I’ve probably asked this before but has anyone seen Louis-Conn 1 in full? The version online is 20 minutes and is very decent highlights of the fight but not the full thing.
No one has seen the full reel, it's not online either, as is the case with every fight from that era. If the full thing still exists, it's probably sitting in a storage room at ESPN.
I distinctly remember reading a newspaper article several years ago (coinciding w/ the fight airing on espn) saying that, like a lot of fight films from that era, it was chopped up to create a highlight reel to be shown in movie theaters & the remaining footage was simply lost or discarded.
There were no live TV broadcasts back then. They would film the fights like a movie, chop them up and broadcast them in the cinema. So most likely - there is no footage of the full fight. I think the best you can do is find a radio broadcast.
Max Baer Vs Louis Nova in 1939 was the first boxing match to be televised, shown on WNBT-TV. However, even for that fight you can only find the theater edited reel instead of the whole fight.
Kinescopes were created by setting up a motion picture camera placed in front of a television screen and filming the screen. The only early television broadcasts are available today is someone decided to film them as they were broadcast live. There wasn't any way to preserve them except this way. If you are young and don't know what a kinescope is, they look like this. This content is protected So, in answer to your question, someone may have put a film camera in front of a TV and filmed it when Baer fought Nova, because it was shown on live TV. Louis-Conn wasn't shown on live television, that I know of. So there probably isn't full length film of that. https://www.funnyyouneverknew.com/news/2019/2/5/whats-a-kinescope
This is why I tend to not watch too many fights from that era I have thing about watching the full fight I can't stand missing rounds puts me off watching it.
It's like the wax master discs they used to make 78 rpm records from; all those priceless recordings that could have been saved for posterity and reissued with excellent quality were either reused and recorded over or simply thrown away.
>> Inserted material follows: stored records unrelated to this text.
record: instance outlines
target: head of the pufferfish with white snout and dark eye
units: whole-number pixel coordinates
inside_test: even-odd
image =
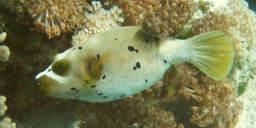
[[[67,99],[77,99],[80,89],[84,86],[83,76],[85,70],[83,63],[79,63],[73,58],[75,55],[61,53],[53,57],[53,63],[37,74],[39,90],[44,95],[51,97],[61,97]]]

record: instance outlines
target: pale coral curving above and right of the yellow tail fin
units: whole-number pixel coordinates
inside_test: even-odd
[[[236,58],[229,78],[236,86],[246,86],[249,79],[256,75],[256,61],[252,54],[256,44],[256,28],[252,27],[256,24],[255,17],[255,12],[248,9],[245,1],[235,0],[192,22],[192,33],[195,35],[214,30],[230,35],[236,48]]]

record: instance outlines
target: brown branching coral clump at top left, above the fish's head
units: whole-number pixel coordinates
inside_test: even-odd
[[[37,30],[48,34],[49,38],[71,31],[85,23],[83,10],[89,7],[86,1],[75,0],[30,0],[24,6],[34,18]]]

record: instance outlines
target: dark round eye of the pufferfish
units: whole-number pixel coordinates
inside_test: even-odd
[[[69,71],[70,62],[69,60],[58,60],[52,65],[52,70],[54,73],[57,73],[59,76],[67,75]]]

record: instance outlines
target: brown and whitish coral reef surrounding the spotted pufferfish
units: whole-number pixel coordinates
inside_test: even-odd
[[[209,0],[102,0],[101,4],[89,0],[0,0],[0,12],[4,9],[12,12],[12,15],[4,12],[4,17],[0,13],[0,23],[7,22],[5,28],[0,25],[0,31],[8,33],[8,41],[4,43],[12,49],[12,57],[0,72],[0,91],[8,97],[7,105],[11,110],[7,115],[20,125],[30,122],[25,127],[34,127],[37,126],[35,120],[48,121],[50,116],[54,123],[60,120],[60,117],[53,118],[59,116],[58,113],[63,112],[61,116],[64,116],[64,111],[69,111],[69,116],[78,107],[79,121],[74,127],[235,127],[243,109],[242,100],[237,100],[238,89],[246,92],[247,87],[255,88],[249,87],[248,82],[256,74],[256,58],[253,57],[256,20],[255,13],[243,0],[226,0],[221,4]],[[26,22],[33,22],[35,27],[31,28]],[[51,56],[70,47],[70,42],[78,44],[87,36],[116,28],[121,23],[140,25],[142,22],[160,33],[184,39],[206,31],[225,31],[236,48],[236,60],[229,77],[225,81],[213,81],[192,65],[179,63],[153,87],[110,103],[53,100],[39,95],[35,87],[37,82],[31,79],[50,63]],[[42,33],[31,29],[44,32],[52,39],[45,39]],[[66,34],[68,31],[75,35]],[[242,92],[238,92],[242,97]],[[3,103],[0,108],[5,111]],[[178,103],[183,104],[177,107]],[[41,105],[45,107],[40,108]],[[67,108],[61,109],[60,105]],[[45,114],[56,109],[60,112]],[[34,114],[36,110],[41,113]],[[187,118],[181,119],[181,115]],[[26,119],[34,120],[25,122]],[[10,123],[6,118],[0,127]],[[47,124],[43,122],[37,127]],[[55,126],[58,125],[61,123]]]

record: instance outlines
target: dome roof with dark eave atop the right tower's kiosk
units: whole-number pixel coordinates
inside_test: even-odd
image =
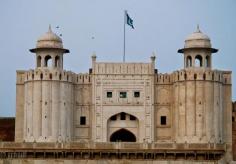
[[[199,26],[197,27],[197,31],[190,34],[185,39],[185,44],[183,49],[179,49],[179,53],[183,53],[187,49],[209,49],[212,53],[217,52],[217,49],[214,49],[211,47],[211,40],[210,38],[202,33],[199,29]]]

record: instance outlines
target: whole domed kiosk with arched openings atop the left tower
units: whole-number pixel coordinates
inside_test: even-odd
[[[63,69],[63,54],[69,50],[63,48],[61,38],[52,32],[49,25],[48,32],[38,39],[36,48],[30,52],[36,53],[36,68]]]

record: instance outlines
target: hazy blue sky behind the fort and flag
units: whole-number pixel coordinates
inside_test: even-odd
[[[177,50],[199,24],[219,49],[213,69],[232,71],[236,100],[235,0],[1,0],[0,117],[15,116],[16,70],[35,68],[29,49],[49,24],[70,50],[64,69],[85,73],[94,52],[97,61],[122,62],[124,10],[134,24],[134,29],[126,26],[127,62],[149,62],[155,52],[160,73],[182,69]]]

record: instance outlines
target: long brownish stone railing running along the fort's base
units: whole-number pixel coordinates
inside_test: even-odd
[[[0,158],[219,160],[225,144],[0,142]]]

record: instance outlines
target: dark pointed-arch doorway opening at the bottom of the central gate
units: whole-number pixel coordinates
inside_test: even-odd
[[[128,130],[120,129],[114,132],[110,137],[111,142],[136,142],[136,137]]]

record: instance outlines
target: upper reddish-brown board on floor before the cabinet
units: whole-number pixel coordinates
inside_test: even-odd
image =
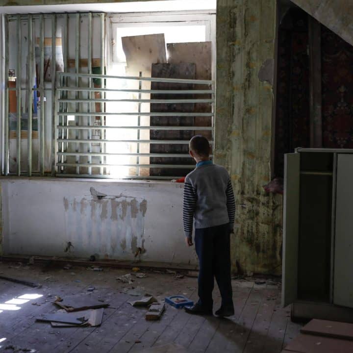
[[[315,336],[353,340],[353,324],[343,322],[313,319],[301,328],[301,332]]]

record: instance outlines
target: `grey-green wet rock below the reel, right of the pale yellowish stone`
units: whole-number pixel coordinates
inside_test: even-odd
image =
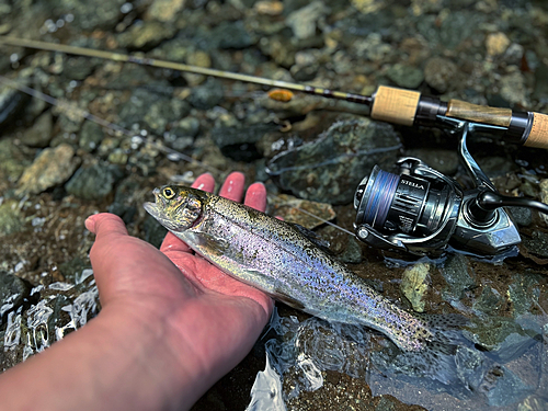
[[[463,254],[450,254],[441,269],[441,273],[447,283],[442,295],[447,301],[460,300],[466,292],[476,287],[476,282],[470,275],[468,260]]]

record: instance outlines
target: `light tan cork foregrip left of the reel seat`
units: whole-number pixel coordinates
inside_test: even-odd
[[[420,98],[418,91],[380,85],[375,94],[372,118],[411,126]]]

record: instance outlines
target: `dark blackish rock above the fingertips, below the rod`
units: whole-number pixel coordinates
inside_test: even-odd
[[[256,142],[265,134],[274,132],[274,124],[253,124],[243,127],[215,127],[212,129],[212,139],[219,147],[222,155],[236,161],[253,161],[260,159]]]

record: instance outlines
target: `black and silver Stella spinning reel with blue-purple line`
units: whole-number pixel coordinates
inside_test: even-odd
[[[356,237],[376,248],[419,255],[438,255],[449,244],[482,255],[510,250],[521,242],[521,237],[503,207],[528,207],[548,214],[548,205],[499,194],[470,156],[468,134],[498,132],[499,127],[444,116],[438,119],[453,133],[461,134],[459,156],[475,187],[464,190],[455,180],[412,157],[397,162],[399,174],[375,165],[354,195]]]

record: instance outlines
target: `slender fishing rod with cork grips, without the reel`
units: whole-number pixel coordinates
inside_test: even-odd
[[[548,115],[541,113],[517,112],[512,109],[471,104],[457,99],[443,102],[437,98],[421,95],[420,92],[414,90],[404,90],[387,85],[379,85],[373,95],[362,95],[288,81],[271,80],[262,77],[190,66],[181,62],[9,36],[0,36],[0,45],[60,52],[77,56],[99,57],[114,61],[135,62],[138,65],[165,68],[182,72],[279,88],[320,95],[328,99],[344,100],[368,106],[370,109],[369,115],[373,119],[404,126],[423,125],[444,127],[445,122],[441,121],[441,117],[473,122],[492,126],[486,127],[484,132],[498,135],[505,141],[526,147],[548,149]]]

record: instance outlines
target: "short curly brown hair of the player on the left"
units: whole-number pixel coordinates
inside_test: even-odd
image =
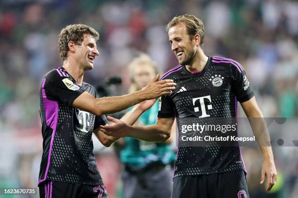
[[[67,59],[67,53],[69,51],[68,43],[73,41],[75,45],[81,45],[84,40],[84,33],[90,34],[95,41],[99,39],[99,33],[92,27],[84,24],[68,25],[61,30],[58,36],[58,48],[62,61]]]

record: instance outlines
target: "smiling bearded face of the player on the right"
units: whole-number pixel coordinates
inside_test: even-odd
[[[188,35],[186,25],[179,23],[171,27],[168,30],[168,39],[179,64],[191,64],[196,54],[196,45],[195,39],[191,39]]]

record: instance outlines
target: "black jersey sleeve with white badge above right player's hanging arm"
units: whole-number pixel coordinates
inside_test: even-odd
[[[254,92],[246,77],[246,73],[242,66],[239,68],[234,67],[234,93],[239,102],[245,102],[254,96]]]

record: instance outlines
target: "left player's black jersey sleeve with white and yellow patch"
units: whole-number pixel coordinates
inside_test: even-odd
[[[55,70],[45,78],[44,89],[47,98],[60,100],[67,106],[70,106],[84,92],[70,78],[55,74]]]

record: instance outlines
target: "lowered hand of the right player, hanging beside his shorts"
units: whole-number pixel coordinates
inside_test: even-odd
[[[261,171],[261,184],[265,181],[267,176],[268,184],[266,187],[267,192],[271,190],[277,180],[277,171],[273,160],[264,160]]]

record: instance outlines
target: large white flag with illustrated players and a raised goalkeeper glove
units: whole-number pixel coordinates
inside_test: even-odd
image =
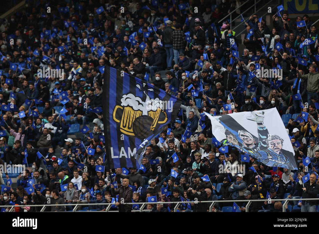
[[[219,142],[270,167],[297,170],[290,138],[276,108],[211,116],[212,133]]]

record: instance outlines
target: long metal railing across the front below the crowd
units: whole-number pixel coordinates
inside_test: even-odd
[[[300,199],[290,199],[290,198],[285,198],[285,199],[275,199],[275,200],[271,200],[271,201],[275,201],[275,202],[282,202],[285,201],[283,206],[282,206],[282,211],[286,212],[286,205],[288,204],[289,201],[318,201],[319,198],[300,198]],[[246,208],[246,212],[249,212],[249,206],[251,205],[252,202],[268,202],[269,199],[263,199],[263,200],[230,200],[230,201],[184,201],[184,202],[130,202],[130,203],[122,203],[122,204],[127,204],[127,205],[142,205],[139,210],[132,210],[132,212],[148,212],[151,210],[143,210],[144,207],[147,204],[176,204],[174,207],[174,212],[177,211],[178,207],[183,204],[183,203],[211,203],[210,207],[209,207],[209,212],[212,212],[212,208],[216,203],[223,203],[223,202],[248,202],[247,205],[245,206]],[[14,208],[16,207],[42,207],[42,209],[40,210],[40,212],[43,212],[45,210],[46,207],[50,207],[50,206],[74,206],[73,208],[73,212],[77,211],[79,206],[102,206],[102,205],[107,205],[107,208],[105,210],[105,212],[118,212],[118,211],[110,211],[111,206],[114,205],[114,203],[83,203],[83,204],[47,204],[47,205],[6,205],[6,206],[0,206],[0,208],[7,208],[7,207],[11,207],[11,209],[9,210],[9,212],[12,212]],[[94,212],[94,211],[91,211]]]

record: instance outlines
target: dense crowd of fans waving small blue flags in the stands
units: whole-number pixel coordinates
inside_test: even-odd
[[[289,18],[280,11],[271,16],[272,27],[250,16],[242,22],[247,32],[239,56],[229,19],[218,23],[243,4],[239,0],[76,2],[29,0],[10,21],[1,19],[0,163],[29,167],[14,184],[3,174],[0,205],[25,205],[14,210],[32,212],[41,207],[28,205],[65,204],[46,208],[65,211],[74,208],[70,203],[94,203],[79,209],[102,211],[112,202],[111,210],[131,211],[140,205],[122,204],[122,198],[195,200],[216,201],[212,210],[221,212],[236,200],[270,197],[269,203],[252,202],[249,211],[279,212],[283,203],[276,199],[319,197],[319,43],[308,15]],[[183,100],[178,117],[146,147],[139,168],[108,167],[101,108],[106,65]],[[269,77],[266,69],[282,73]],[[282,116],[300,170],[254,158],[244,162],[230,146],[221,153],[211,123],[202,128],[199,122],[203,112],[270,108]],[[182,141],[186,128],[193,134]],[[247,202],[237,202],[237,211],[245,212]],[[314,212],[317,204],[290,201],[286,210]],[[178,211],[206,212],[210,205],[182,203]],[[148,203],[145,209],[167,212],[174,206]]]

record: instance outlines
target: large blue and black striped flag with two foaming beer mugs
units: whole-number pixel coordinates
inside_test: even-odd
[[[145,145],[176,118],[181,104],[164,90],[106,66],[103,120],[109,167],[139,168]]]

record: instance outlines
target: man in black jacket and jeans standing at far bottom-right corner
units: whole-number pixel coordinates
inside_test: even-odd
[[[303,190],[302,198],[316,198],[319,193],[319,185],[316,184],[316,174],[312,173],[309,176],[309,181],[302,186],[302,177],[299,175],[299,182],[296,183],[296,189]],[[306,179],[306,178],[305,178]],[[302,201],[301,212],[315,212],[316,211],[316,201]]]

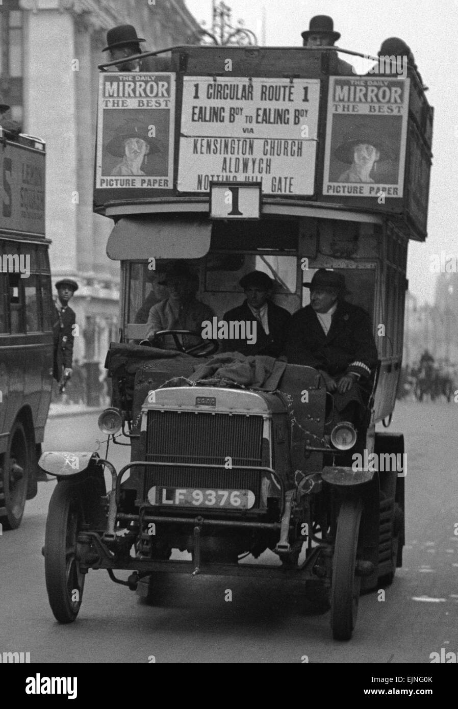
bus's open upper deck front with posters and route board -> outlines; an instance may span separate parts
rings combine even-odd
[[[432,108],[406,62],[360,76],[334,50],[200,46],[150,61],[101,74],[95,211],[224,217],[214,183],[233,182],[252,186],[231,191],[240,218],[388,216],[425,239]]]

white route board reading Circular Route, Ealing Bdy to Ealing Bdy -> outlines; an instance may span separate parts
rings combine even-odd
[[[313,194],[319,96],[318,79],[184,77],[178,190],[213,180]]]

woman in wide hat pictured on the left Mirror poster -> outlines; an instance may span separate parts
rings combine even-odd
[[[147,155],[160,152],[155,138],[148,135],[147,125],[125,121],[108,141],[106,151],[123,160],[111,170],[112,175],[145,175]]]

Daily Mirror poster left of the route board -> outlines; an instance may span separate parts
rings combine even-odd
[[[96,189],[172,189],[175,75],[101,74]]]

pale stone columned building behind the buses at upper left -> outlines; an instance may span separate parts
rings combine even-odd
[[[23,133],[46,142],[46,225],[53,283],[79,284],[71,305],[74,361],[103,364],[117,339],[118,264],[106,256],[113,223],[92,212],[99,65],[106,31],[135,26],[155,50],[184,44],[199,23],[184,0],[7,0],[0,5],[0,94]]]

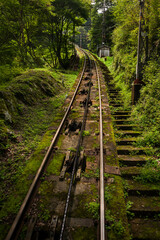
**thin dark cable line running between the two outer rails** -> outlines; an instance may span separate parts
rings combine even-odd
[[[83,52],[88,56],[88,54],[85,51],[83,51]],[[91,62],[90,62],[90,68],[91,68]],[[87,112],[88,112],[88,102],[89,102],[89,99],[90,99],[90,91],[91,91],[91,79],[89,81],[89,90],[88,90],[88,96],[87,96],[87,101],[86,101],[86,105],[85,105],[85,111],[84,111],[84,115],[83,115],[82,127],[81,127],[81,131],[80,131],[78,144],[77,144],[77,147],[76,147],[76,156],[75,156],[75,159],[74,159],[74,165],[73,165],[73,169],[72,169],[71,180],[70,180],[70,184],[69,184],[69,190],[68,190],[67,200],[66,200],[65,209],[64,209],[64,215],[63,215],[61,231],[60,231],[60,240],[63,239],[65,223],[66,223],[66,218],[67,218],[67,212],[68,212],[68,207],[69,207],[69,201],[70,201],[70,196],[71,196],[71,190],[72,190],[72,186],[73,186],[73,183],[74,183],[75,173],[76,173],[76,170],[77,170],[80,146],[81,146],[82,140],[83,140],[83,131],[85,129]]]

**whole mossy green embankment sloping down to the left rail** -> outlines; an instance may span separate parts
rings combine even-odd
[[[13,215],[62,119],[78,71],[28,70],[0,87],[0,219]],[[3,237],[6,224],[1,225]]]

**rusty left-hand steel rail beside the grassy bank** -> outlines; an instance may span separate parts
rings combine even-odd
[[[38,183],[38,181],[40,179],[40,176],[43,173],[44,167],[47,164],[47,161],[48,161],[48,158],[49,158],[49,156],[51,154],[53,146],[56,143],[56,140],[57,140],[57,138],[59,136],[59,133],[60,133],[62,127],[63,127],[63,124],[64,124],[64,122],[65,122],[65,120],[66,120],[66,118],[68,116],[68,113],[69,113],[69,111],[71,109],[71,106],[73,104],[75,96],[76,96],[76,94],[78,92],[79,86],[80,86],[80,84],[82,82],[82,78],[83,78],[83,75],[84,75],[85,67],[86,67],[86,56],[85,56],[85,60],[84,60],[84,66],[83,66],[82,74],[81,74],[80,80],[78,82],[78,85],[76,87],[76,90],[74,92],[74,95],[73,95],[73,97],[71,99],[71,102],[70,102],[70,104],[69,104],[69,106],[67,108],[67,111],[66,111],[66,113],[65,113],[65,115],[64,115],[64,117],[63,117],[63,119],[62,119],[62,121],[61,121],[61,123],[60,123],[60,125],[59,125],[59,127],[58,127],[58,129],[57,129],[57,131],[56,131],[56,133],[54,135],[54,137],[53,137],[53,139],[52,139],[52,142],[51,142],[51,144],[50,144],[50,146],[49,146],[49,148],[47,150],[47,153],[46,153],[46,155],[45,155],[45,157],[44,157],[44,159],[43,159],[43,161],[41,163],[41,166],[39,167],[39,169],[38,169],[38,171],[36,173],[36,176],[34,177],[34,180],[33,180],[32,184],[31,184],[31,186],[30,186],[30,188],[29,188],[29,190],[27,192],[27,195],[26,195],[26,197],[25,197],[25,199],[24,199],[24,201],[23,201],[23,203],[22,203],[22,205],[20,207],[20,210],[19,210],[18,214],[16,215],[16,218],[15,218],[15,220],[14,220],[14,222],[13,222],[13,224],[12,224],[12,226],[11,226],[11,228],[10,228],[6,238],[5,238],[5,240],[13,240],[13,239],[15,239],[15,236],[17,235],[16,231],[18,231],[18,228],[21,225],[22,218],[23,218],[23,216],[25,214],[25,211],[26,211],[27,206],[29,204],[29,201],[30,201],[30,199],[32,197],[32,194],[34,193],[34,190],[36,188],[36,184]]]

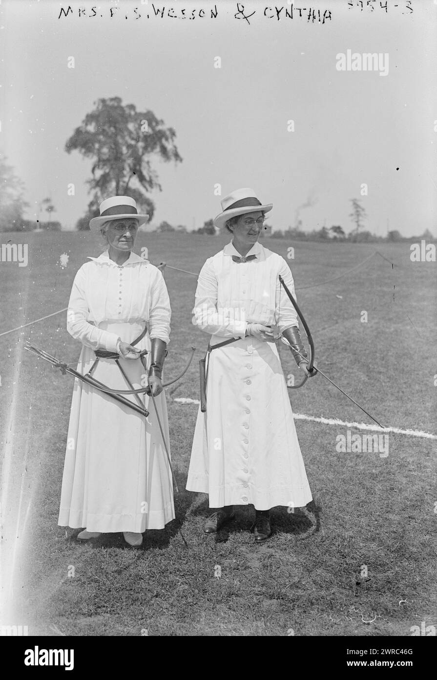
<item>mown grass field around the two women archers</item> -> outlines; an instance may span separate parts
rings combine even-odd
[[[100,252],[90,233],[7,239],[27,239],[29,266],[0,262],[0,333],[67,307],[75,272]],[[136,252],[147,245],[152,262],[198,272],[226,240],[140,234]],[[296,249],[288,261],[320,368],[384,425],[436,434],[436,264],[411,262],[407,243],[263,243],[284,257]],[[323,283],[375,250],[394,267],[375,254]],[[5,623],[28,625],[29,634],[129,636],[408,636],[422,621],[437,626],[435,440],[391,432],[385,458],[338,453],[347,427],[297,420],[314,501],[305,511],[274,509],[277,533],[263,546],[253,545],[247,507],[227,530],[203,534],[206,500],[185,491],[197,406],[174,398],[199,398],[207,337],[191,324],[195,277],[164,275],[172,303],[166,378],[180,371],[190,345],[198,351],[167,389],[176,520],[147,532],[140,549],[121,534],[82,545],[77,530],[57,526],[73,378],[23,346],[31,339],[74,362],[80,347],[65,330],[66,314],[0,337],[5,595],[14,568],[14,619]],[[282,360],[292,371],[285,348]],[[296,413],[371,424],[320,375],[290,398]]]

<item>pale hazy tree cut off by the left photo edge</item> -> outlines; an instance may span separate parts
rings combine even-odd
[[[0,156],[0,231],[21,231],[26,220],[23,211],[29,205],[24,201],[24,184],[14,174],[6,158]]]

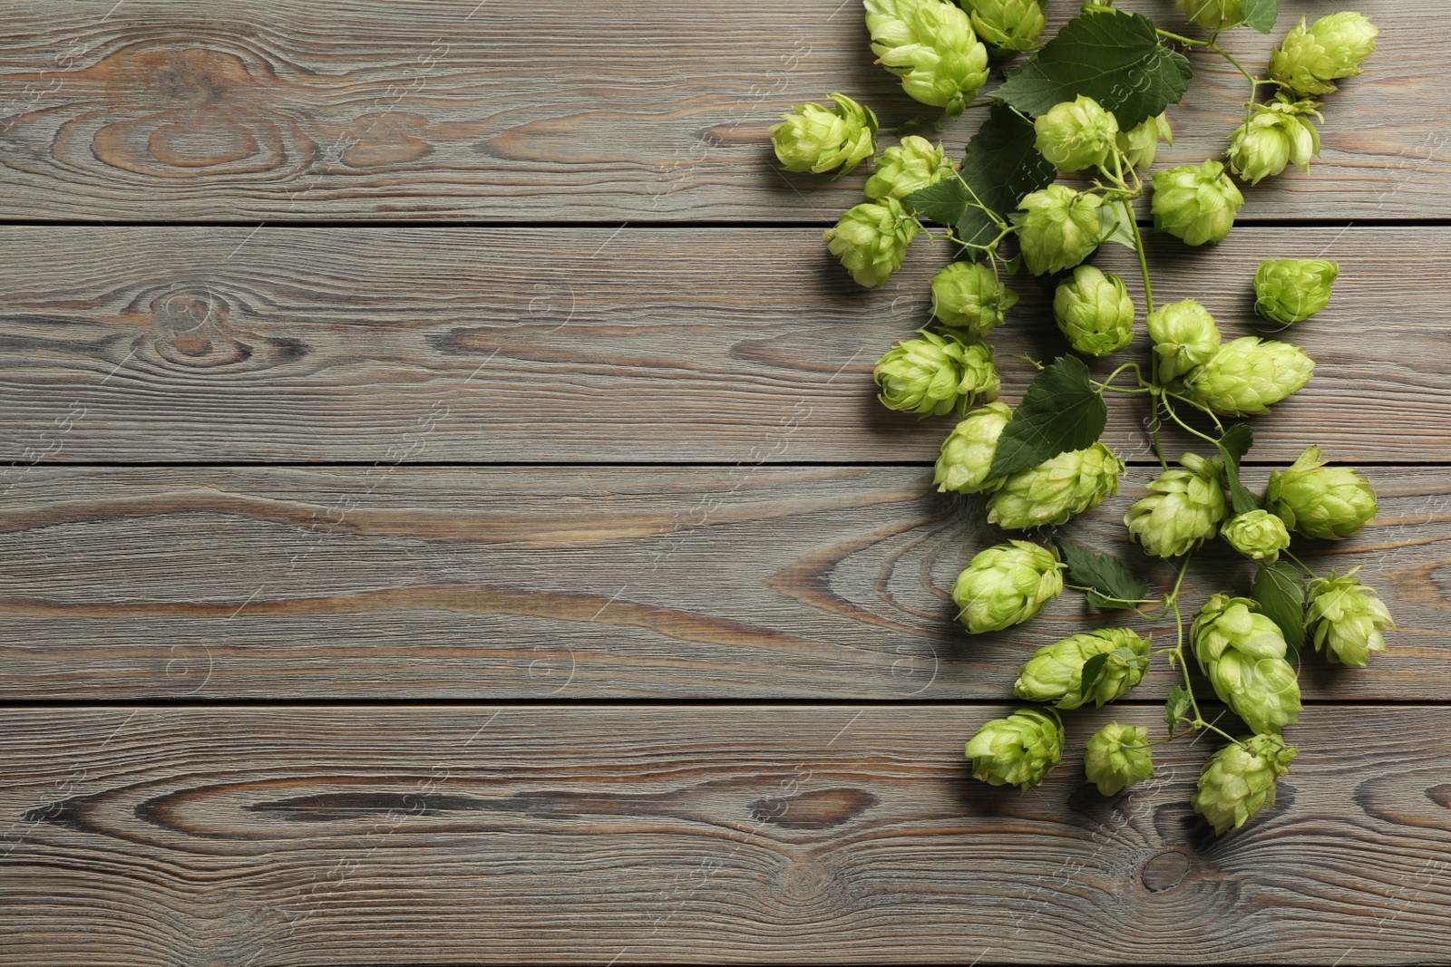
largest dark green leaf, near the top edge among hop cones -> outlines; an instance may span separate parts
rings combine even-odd
[[[1093,97],[1127,130],[1177,104],[1193,77],[1188,58],[1159,43],[1139,13],[1093,7],[1069,20],[995,97],[1037,117],[1078,94]]]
There was no sense of historical preservation in those days, which is sad.
No expert here but I’ve read of phonovision - direct, real time recording of tv signals to disc but for sound only. It seems it might’ve been a short lived, novel practice with only 6 or so said recordings still in existence. So, since it wasn’t televised, perhaps a good chance Louis-Conn 1 was filmed in full and shown in theatres?? - a complete film with multiple copies also in existence at some point? Interestingly, the existing footage of Jeffries-Sharkey is actually a bootleg - filmed in a theatre that was playing the original film version. One give away as to it being a theatre bootleg, IIRC, is that the fighters appear disproportionately large as compared to the nearest spectators - spectators who weren’t actually at ringside - rather, they were simply theatre goers sitting in the front seats, nearest to the big screen.
It was initially filmed in full, but then chopped up to be shown in theaters, as was standard practice back then, & the unused parts were discarded or lost. I read a newspaper article several years back (when the fight was airing on espn) that confirmed this.